Supermicro completed a 10-for-1 stock split on October 1, 2024, during our tracked period. This split meant that each existing share was converted into 10 shares, proportionally reducing the per-share price while maintaining the total value of shareholders' holdings. For investors who owned 100 shares before the split, they would have received 1,000 shares afterward. The split made individual shares more accessible to retail investors by lowering the nominal share price. All historical price data and financial calculations on our platform automatically adjust for this split, ensuring accurate comparisons and analysis across all time periods.

Date Split Ratio Effect
1 Oct 2024 10:1 Each share became 10 shares

Supermicro Dividends & Total Returns

Supermicro does not pay dividends to shareholders.
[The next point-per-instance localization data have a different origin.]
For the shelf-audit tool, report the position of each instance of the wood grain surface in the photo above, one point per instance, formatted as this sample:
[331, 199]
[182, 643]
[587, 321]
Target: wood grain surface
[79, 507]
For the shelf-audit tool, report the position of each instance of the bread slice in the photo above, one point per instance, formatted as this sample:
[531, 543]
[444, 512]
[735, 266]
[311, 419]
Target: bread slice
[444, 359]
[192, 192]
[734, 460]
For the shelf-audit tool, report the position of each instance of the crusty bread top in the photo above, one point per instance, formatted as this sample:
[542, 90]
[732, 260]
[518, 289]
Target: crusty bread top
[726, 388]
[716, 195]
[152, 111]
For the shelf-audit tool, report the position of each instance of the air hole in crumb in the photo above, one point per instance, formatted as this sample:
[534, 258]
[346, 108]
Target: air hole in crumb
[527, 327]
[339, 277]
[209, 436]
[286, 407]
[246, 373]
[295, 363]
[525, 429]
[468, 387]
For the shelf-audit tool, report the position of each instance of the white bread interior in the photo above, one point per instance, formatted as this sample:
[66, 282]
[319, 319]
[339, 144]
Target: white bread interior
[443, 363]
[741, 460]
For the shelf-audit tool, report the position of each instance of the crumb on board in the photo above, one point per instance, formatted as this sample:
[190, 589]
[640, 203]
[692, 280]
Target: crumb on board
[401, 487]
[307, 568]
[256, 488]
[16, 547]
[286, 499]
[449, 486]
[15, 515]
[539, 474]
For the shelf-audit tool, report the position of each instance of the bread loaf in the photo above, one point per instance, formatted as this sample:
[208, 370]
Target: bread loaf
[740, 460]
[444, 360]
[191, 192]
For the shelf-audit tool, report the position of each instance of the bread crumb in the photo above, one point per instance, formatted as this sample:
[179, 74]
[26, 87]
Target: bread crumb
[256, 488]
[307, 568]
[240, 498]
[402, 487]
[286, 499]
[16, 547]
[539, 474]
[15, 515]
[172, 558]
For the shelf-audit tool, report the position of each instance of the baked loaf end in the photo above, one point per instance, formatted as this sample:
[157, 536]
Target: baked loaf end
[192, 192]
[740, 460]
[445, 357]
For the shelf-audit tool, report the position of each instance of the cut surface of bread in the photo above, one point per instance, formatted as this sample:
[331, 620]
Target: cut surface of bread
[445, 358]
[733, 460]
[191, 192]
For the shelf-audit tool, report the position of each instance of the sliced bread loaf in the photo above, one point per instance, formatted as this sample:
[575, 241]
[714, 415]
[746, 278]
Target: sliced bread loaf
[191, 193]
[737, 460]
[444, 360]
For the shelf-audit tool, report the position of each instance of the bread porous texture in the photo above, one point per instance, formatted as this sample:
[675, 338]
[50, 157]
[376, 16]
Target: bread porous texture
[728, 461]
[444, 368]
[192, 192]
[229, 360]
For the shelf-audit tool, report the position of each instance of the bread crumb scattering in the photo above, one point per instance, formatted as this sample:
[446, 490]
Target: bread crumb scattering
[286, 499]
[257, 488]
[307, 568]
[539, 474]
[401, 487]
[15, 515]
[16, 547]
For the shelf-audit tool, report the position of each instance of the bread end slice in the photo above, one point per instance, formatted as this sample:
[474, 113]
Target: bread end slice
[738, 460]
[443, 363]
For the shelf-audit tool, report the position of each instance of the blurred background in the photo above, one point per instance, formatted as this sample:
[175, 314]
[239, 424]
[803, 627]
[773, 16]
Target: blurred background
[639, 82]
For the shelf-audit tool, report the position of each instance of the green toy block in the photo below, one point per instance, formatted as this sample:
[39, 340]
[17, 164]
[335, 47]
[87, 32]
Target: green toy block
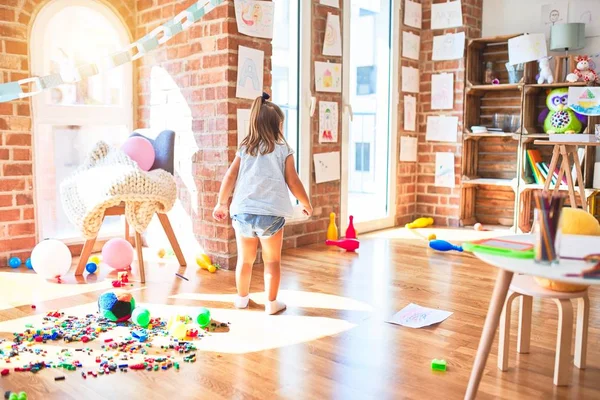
[438, 365]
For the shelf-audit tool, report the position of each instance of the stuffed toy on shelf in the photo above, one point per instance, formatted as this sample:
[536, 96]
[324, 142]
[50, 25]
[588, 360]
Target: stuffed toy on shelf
[558, 117]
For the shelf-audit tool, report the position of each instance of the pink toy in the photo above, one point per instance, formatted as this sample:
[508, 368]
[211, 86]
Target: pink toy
[350, 231]
[117, 253]
[346, 244]
[141, 151]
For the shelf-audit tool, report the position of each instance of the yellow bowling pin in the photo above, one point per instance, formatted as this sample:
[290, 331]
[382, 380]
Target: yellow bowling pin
[332, 229]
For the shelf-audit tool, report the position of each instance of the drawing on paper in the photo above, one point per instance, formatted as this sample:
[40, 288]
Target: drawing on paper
[448, 47]
[410, 80]
[255, 18]
[327, 167]
[250, 73]
[446, 15]
[442, 91]
[328, 77]
[413, 14]
[332, 45]
[410, 113]
[410, 45]
[328, 122]
[444, 170]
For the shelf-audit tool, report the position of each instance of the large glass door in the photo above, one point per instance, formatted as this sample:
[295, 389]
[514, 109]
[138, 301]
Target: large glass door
[370, 93]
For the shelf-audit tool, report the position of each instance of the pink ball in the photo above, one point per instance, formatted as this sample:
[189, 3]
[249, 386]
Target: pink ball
[117, 253]
[141, 151]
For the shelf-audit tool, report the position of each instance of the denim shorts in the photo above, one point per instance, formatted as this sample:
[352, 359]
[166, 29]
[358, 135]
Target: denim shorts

Our dividend data shows 0 dividend payments from 2016 to present, indicating that the company has not distributed any cash dividends during this tracked period. For non-dividend paying stocks like Supermicro, investor returns come entirely from stock price appreciation. Our return calculators reflect this reality by showing price returns, which equal total returns since there are no dividend payments to reinvest. This means that any gains or losses from holding SMCI stock stem solely from changes in the share price rather than from dividend income.

Data updated 11 February 2026

For educational purposes only. Data may be delayed or contain errors. This is not financial advice. Past performance does not guarantee future results. Always verify important figures independently before making investment decisions.